The chief minister of Arunachal Pradesh, which borders China, said earlier this year that the dam could dry out 80% of the river passing through the Indian state while potentially inundating downstream areas such as neighbouring Assam state.
In addition to water, the dam will also mean less sediment flowing downstream, according to Michael Steckler, a professor at Columbia University. That sediment carries nutrients essential for agriculture on floodplains downstream.
India and China fought a border war in this region in the 1960s, and the lack of transparency from Beijing has helped fuel speculation it might use the dam to cut off water in another conflict, according to Sayanangshu Modak, an expert on the India-China water relationship at the University of Arizona.
"The construction of the Yarlung Zangbo hydropower project is a matter within the scope of China's sovereign affairs," Beijing's foreign ministry said on Tuesday, adding the dam would provide clean energy and prevent flooding.
"China has also conducted necessary communication with downstream countries regarding hydrological information, flood control, and disaster mitigation cooperation related to the Yarlung Zangbo project," the ministry said.
India's foreign and water ministries did not respond to requests for comment.

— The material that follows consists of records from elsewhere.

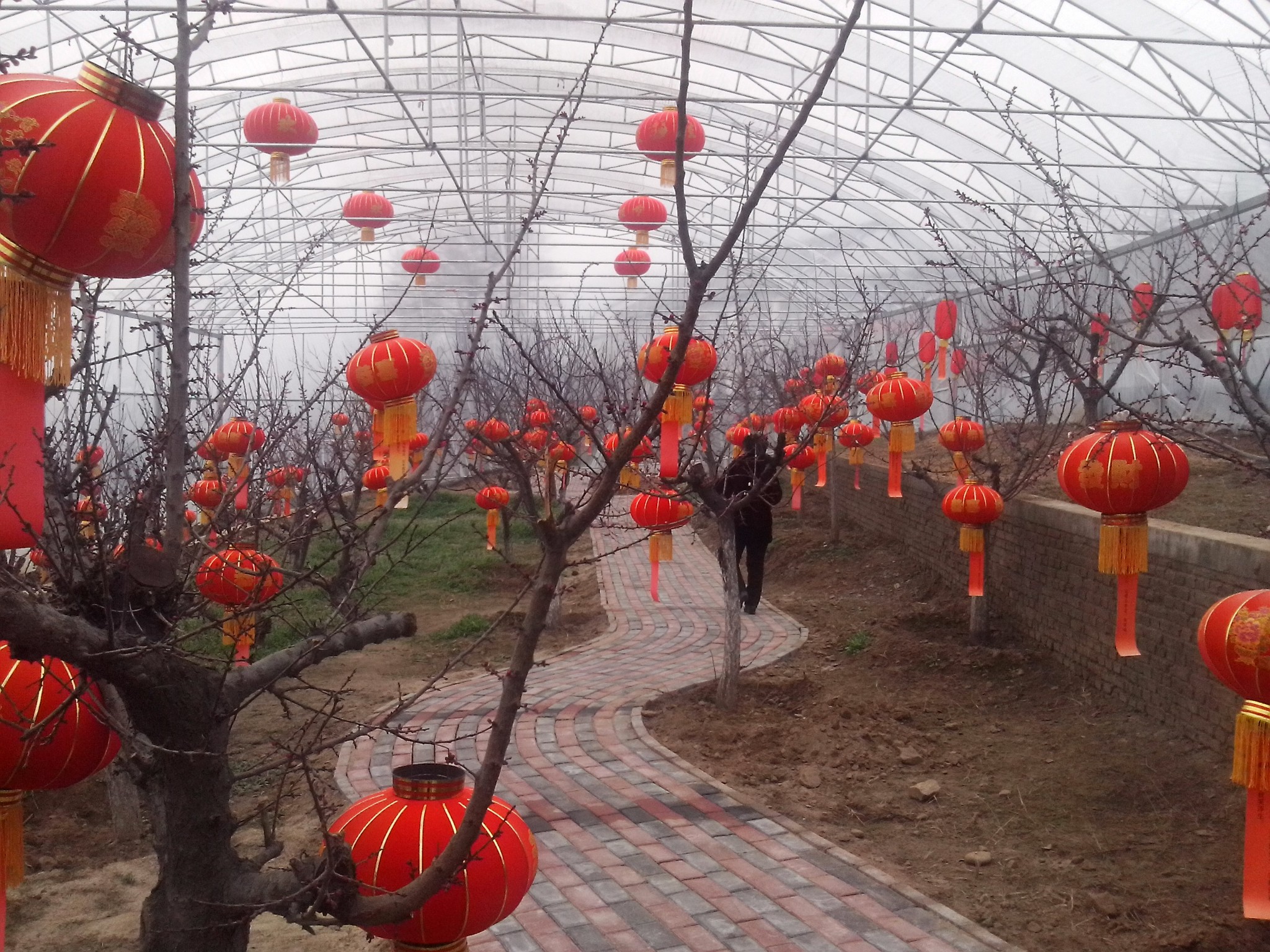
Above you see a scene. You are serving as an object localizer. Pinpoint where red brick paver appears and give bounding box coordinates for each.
[338,515,1017,952]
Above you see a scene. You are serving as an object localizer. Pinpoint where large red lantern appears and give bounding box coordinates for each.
[631,490,692,602]
[194,546,283,668]
[838,420,876,488]
[242,97,318,185]
[944,485,1006,597]
[635,105,706,187]
[613,247,653,289]
[636,326,719,480]
[865,371,935,499]
[401,245,441,288]
[330,764,538,952]
[1058,420,1190,656]
[343,192,393,241]
[617,195,665,245]
[344,330,437,480]
[0,63,203,385]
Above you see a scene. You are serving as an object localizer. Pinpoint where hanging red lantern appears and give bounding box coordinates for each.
[838,420,875,490]
[613,247,653,288]
[194,546,283,668]
[636,326,719,480]
[940,416,988,483]
[944,485,1006,598]
[1058,420,1190,656]
[1199,589,1270,919]
[401,246,441,288]
[631,490,693,602]
[617,195,665,244]
[344,330,437,480]
[785,444,815,513]
[935,298,956,379]
[242,97,318,185]
[343,192,393,241]
[330,764,538,952]
[865,371,935,499]
[635,105,706,188]
[476,486,512,552]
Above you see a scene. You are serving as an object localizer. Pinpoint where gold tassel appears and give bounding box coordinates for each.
[1099,513,1147,575]
[0,790,27,889]
[1231,700,1270,793]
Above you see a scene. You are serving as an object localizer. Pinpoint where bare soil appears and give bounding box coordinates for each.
[7,542,605,952]
[645,491,1270,952]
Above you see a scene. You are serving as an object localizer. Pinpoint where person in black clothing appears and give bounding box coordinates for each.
[719,434,784,614]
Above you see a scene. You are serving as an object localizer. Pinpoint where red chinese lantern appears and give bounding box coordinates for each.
[330,764,538,952]
[194,546,283,668]
[635,105,706,187]
[344,192,393,241]
[613,247,653,288]
[785,444,815,513]
[1199,589,1270,919]
[631,490,692,602]
[944,485,1006,598]
[476,486,512,551]
[935,299,956,379]
[865,371,935,499]
[940,416,988,483]
[617,194,673,244]
[242,97,318,185]
[1058,420,1190,656]
[636,326,719,480]
[344,330,437,480]
[401,246,441,288]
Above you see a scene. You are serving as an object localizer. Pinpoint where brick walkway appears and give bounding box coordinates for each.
[338,518,1012,952]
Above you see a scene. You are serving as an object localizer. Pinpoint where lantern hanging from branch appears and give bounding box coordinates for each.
[194,546,283,668]
[1199,589,1270,919]
[944,485,1006,598]
[838,420,876,490]
[865,371,935,499]
[330,764,538,952]
[940,416,988,483]
[344,330,437,480]
[635,105,706,188]
[476,486,512,552]
[1058,420,1190,658]
[636,326,719,480]
[631,490,692,602]
[242,97,318,185]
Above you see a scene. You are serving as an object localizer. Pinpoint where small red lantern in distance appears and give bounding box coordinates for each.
[635,105,706,188]
[617,195,665,245]
[344,192,393,241]
[631,491,693,602]
[1058,420,1190,658]
[613,247,653,288]
[242,97,318,185]
[330,764,538,952]
[476,486,512,552]
[1199,589,1270,919]
[865,371,935,499]
[944,485,1006,598]
[401,245,441,288]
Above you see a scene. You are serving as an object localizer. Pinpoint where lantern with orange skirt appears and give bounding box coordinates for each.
[1058,420,1190,658]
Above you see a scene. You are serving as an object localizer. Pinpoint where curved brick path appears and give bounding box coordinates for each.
[337,528,1012,952]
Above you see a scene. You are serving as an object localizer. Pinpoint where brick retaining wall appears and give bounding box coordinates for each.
[836,462,1270,750]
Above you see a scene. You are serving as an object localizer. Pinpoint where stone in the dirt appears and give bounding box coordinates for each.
[908,781,940,803]
[797,764,822,790]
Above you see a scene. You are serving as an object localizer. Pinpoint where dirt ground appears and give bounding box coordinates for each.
[645,491,1270,952]
[7,540,605,952]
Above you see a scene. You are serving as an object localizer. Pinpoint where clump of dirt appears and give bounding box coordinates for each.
[645,493,1270,952]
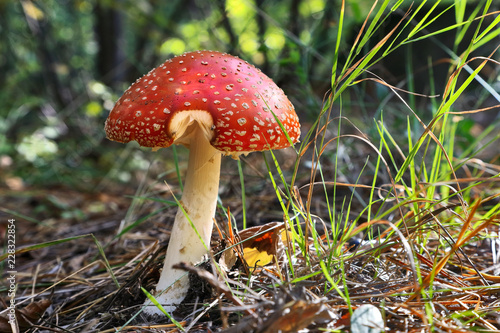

But the impact of the dam on downstream flows has been overstated, in part because the bulk of the water that enters the Brahmaputra is from monsoon rainfall south of the Himalayas, and not from China, said Modak.
He added that China's plans are for a "run of the river" hydropower project, which means the water will flow normally along the usual course of the Brahmaputra.
India itself has proposed two dams on the Siang river, its name for the Yarlung Zangbo. One, an 11.5-gigawatt project in Arunachal Pradesh, will be India's largest if it goes ahead.
Those have been proposed, in part, to assert India's claims on the river and bolster its case should China ever seek to divert the water, Modak added.
"If India can show that it has been using the waters, then China cannot unilaterally divert," he said.
Quarrels over dams and water security are not new. Pakistan has accused India of weaponising shared water supplies in the disputed Kashmir region after New Delhi suspended its participation in the Indus Waters Treaty, which regulates water sharing between the neighbours.
In Egypt, a senior politician was once caught on camera proposing to bomb a controversial Nile river dam planned by Ethiopia during a long-running dispute over the project.
The dam will be built in an earthquake zone also prone to landslides, glacial‑lake floods and storms. A spree of dam building in the area sparked concerns from experts about safety following a devastating earthquake in Tibet earlier this year.
A much smaller hydropower project on a nearby tributary has been limited to four‑month construction windows because of engineering challenges in high altitudes and vicious winters.